The only capital expenditure that Eskom may undertake over the period for generation relates to minimum emissions standards, flue-gas desulfurisation and required maintenance.

According to the Budget Review, Treasury has appointed an international consortium with extensive experience in the operations of coal-fired power stations to review all plants in Eskom’s coal fleet and advise on operational improvements. The review is scheduled to conclude by mid-2023.

Eskom will be required to implement the recommendations contained in the review.

The debt relief, said Treasury, will be in the form of advances of R78bn in 2023/24, R66bn in 2024/25 and R40bn in 2025/26. These amounts represent Eskom’s full debt settlement requirement over the next three years.

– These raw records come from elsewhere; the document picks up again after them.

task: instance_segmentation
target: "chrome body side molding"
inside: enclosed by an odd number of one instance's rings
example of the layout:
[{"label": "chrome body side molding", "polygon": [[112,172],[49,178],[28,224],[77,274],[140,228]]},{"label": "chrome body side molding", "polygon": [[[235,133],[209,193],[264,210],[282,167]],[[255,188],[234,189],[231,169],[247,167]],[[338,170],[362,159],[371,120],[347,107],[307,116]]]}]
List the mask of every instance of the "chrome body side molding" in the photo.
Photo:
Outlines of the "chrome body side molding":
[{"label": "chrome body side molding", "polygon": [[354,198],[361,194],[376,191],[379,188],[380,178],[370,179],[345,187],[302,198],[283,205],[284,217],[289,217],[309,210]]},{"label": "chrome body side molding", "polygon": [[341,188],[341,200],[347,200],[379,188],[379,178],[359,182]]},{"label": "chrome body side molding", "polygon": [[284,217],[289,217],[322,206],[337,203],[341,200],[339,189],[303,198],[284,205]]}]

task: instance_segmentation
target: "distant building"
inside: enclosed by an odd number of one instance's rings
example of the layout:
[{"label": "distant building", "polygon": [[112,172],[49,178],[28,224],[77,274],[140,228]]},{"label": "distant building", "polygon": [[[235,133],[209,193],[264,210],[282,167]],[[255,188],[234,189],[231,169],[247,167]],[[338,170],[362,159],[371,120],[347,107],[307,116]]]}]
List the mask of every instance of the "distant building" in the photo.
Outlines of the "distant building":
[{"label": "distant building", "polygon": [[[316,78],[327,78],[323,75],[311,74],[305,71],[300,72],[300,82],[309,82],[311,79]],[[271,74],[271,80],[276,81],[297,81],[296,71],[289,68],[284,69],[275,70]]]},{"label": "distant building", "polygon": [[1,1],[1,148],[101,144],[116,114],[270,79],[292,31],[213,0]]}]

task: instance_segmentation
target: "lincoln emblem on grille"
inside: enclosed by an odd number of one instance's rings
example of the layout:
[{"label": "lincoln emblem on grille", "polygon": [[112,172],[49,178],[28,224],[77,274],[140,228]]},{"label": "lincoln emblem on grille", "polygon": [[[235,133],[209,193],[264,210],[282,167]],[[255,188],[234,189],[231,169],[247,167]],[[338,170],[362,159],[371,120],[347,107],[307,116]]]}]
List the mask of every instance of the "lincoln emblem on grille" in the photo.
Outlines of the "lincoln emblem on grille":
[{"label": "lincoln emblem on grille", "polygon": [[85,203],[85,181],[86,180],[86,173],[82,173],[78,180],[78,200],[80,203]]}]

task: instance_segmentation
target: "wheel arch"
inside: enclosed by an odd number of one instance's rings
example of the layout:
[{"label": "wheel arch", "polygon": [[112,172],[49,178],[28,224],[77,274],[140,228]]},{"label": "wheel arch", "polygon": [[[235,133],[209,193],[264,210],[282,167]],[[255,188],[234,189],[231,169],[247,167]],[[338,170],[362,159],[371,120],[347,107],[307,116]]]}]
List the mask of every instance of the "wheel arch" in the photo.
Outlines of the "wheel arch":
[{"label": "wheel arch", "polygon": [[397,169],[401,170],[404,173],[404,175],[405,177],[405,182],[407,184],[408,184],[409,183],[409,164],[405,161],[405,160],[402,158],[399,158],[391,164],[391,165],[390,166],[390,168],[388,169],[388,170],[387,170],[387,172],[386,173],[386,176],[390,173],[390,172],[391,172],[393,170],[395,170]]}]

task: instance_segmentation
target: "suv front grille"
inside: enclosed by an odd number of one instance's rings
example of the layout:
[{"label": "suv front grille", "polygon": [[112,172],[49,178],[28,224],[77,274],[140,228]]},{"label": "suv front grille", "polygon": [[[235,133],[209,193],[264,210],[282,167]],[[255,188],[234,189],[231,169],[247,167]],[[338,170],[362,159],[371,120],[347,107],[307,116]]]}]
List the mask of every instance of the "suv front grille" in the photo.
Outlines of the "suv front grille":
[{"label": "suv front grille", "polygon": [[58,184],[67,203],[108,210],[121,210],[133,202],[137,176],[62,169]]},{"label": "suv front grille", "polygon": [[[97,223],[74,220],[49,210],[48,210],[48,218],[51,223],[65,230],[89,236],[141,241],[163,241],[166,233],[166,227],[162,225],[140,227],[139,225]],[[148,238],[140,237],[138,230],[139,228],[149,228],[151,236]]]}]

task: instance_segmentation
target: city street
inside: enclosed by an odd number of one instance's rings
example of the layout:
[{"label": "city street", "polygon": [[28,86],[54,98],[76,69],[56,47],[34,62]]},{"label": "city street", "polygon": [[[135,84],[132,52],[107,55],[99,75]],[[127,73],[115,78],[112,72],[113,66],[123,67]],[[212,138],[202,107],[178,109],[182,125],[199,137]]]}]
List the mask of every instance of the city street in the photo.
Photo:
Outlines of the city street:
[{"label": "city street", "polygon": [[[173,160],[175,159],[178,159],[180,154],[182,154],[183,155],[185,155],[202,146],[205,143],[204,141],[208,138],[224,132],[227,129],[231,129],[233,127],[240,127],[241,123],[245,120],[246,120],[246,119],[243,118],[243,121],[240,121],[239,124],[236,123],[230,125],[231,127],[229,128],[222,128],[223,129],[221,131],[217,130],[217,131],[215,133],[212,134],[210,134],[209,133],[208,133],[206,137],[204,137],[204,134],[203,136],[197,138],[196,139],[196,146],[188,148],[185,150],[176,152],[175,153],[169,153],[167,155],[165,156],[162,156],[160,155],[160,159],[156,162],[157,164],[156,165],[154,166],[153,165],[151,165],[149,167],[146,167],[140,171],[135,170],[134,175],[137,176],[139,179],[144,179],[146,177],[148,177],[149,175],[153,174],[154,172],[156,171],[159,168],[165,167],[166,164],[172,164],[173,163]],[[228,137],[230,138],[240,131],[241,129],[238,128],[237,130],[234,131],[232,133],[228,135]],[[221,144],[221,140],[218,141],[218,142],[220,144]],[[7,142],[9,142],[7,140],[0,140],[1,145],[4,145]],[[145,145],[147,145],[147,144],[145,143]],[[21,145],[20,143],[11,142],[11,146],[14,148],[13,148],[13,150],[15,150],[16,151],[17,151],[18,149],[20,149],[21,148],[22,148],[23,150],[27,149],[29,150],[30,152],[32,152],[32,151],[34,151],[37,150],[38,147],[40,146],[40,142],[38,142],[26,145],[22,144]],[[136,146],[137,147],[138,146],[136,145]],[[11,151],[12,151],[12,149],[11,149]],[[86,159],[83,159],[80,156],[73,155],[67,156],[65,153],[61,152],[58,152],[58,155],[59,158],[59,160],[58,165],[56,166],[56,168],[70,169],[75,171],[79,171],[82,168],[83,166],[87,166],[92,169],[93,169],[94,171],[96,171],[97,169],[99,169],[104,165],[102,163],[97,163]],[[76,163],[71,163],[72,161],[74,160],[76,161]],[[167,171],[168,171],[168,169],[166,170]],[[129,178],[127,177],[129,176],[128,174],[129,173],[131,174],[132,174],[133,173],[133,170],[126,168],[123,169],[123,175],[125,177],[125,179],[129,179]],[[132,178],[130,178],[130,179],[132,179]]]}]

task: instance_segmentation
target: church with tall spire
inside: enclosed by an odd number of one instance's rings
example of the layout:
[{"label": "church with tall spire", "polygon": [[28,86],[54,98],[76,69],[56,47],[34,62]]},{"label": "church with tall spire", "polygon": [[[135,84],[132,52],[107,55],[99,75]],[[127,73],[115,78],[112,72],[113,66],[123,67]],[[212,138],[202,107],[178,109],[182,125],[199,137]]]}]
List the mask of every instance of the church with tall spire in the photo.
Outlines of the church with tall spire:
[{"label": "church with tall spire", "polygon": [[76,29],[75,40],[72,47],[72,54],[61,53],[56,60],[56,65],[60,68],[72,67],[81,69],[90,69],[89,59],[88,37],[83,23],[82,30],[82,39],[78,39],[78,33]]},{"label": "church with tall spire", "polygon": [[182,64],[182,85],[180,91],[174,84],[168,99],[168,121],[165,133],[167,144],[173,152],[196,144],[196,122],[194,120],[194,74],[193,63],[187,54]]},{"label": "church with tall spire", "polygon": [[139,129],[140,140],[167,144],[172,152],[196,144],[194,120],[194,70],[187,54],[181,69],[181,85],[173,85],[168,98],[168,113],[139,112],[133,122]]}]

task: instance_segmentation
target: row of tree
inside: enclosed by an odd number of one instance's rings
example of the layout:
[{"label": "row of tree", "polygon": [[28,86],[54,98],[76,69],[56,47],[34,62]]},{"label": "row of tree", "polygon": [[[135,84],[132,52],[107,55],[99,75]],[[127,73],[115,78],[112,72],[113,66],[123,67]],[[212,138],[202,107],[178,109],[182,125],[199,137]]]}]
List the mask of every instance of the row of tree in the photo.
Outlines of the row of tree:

Additionally, in 2025/26, government will directly take over up to R70bn of Eskom’s loan portfolio.

The advances will be financed through the R66bn medium-term baseline provision announced in the 2019 Budget, and R118bn in additional borrowing over the period. This will increase SA’s debt-to-GDP ratio.

“Mainly due to this Eskom debt relief, government debt will stabilise at a higher level of 73.6% of GDP in 2025/26. This is three years later than anticipated in the 2022 Medium-Term Budget Policy Statement,” Godongwana said.

Funds will take the form of an interest-free subordinated loan, to be settled in Eskom shares rather than cash.

“The debt-to-equity conversion will result in an immediate improvement in Eskom’s balance sheet,” Treasury said.

Treasury said it was also finalising a proposal to address outstanding municipal debt owed to Eskom which has grown to about R56bn. One of the key elements under discussion was conditional debt write-off.

Godongwana told journalists during a pre-budget briefing that it was clear some municipalities will never be able to repay what they owe Eskom.

“Undertaking a debt relief of this magnitude without addressing this risk would be counterproductive. We are working with Eskom to provide a solution to this problem, wherein Eskom will provide incentivised relief to municipalities whose debt is unaffordable,” Godongwana said.

To avoid a repeat of debt build-up over time measures such as the installation of prepaid meters will be attached to any relief provided, he said.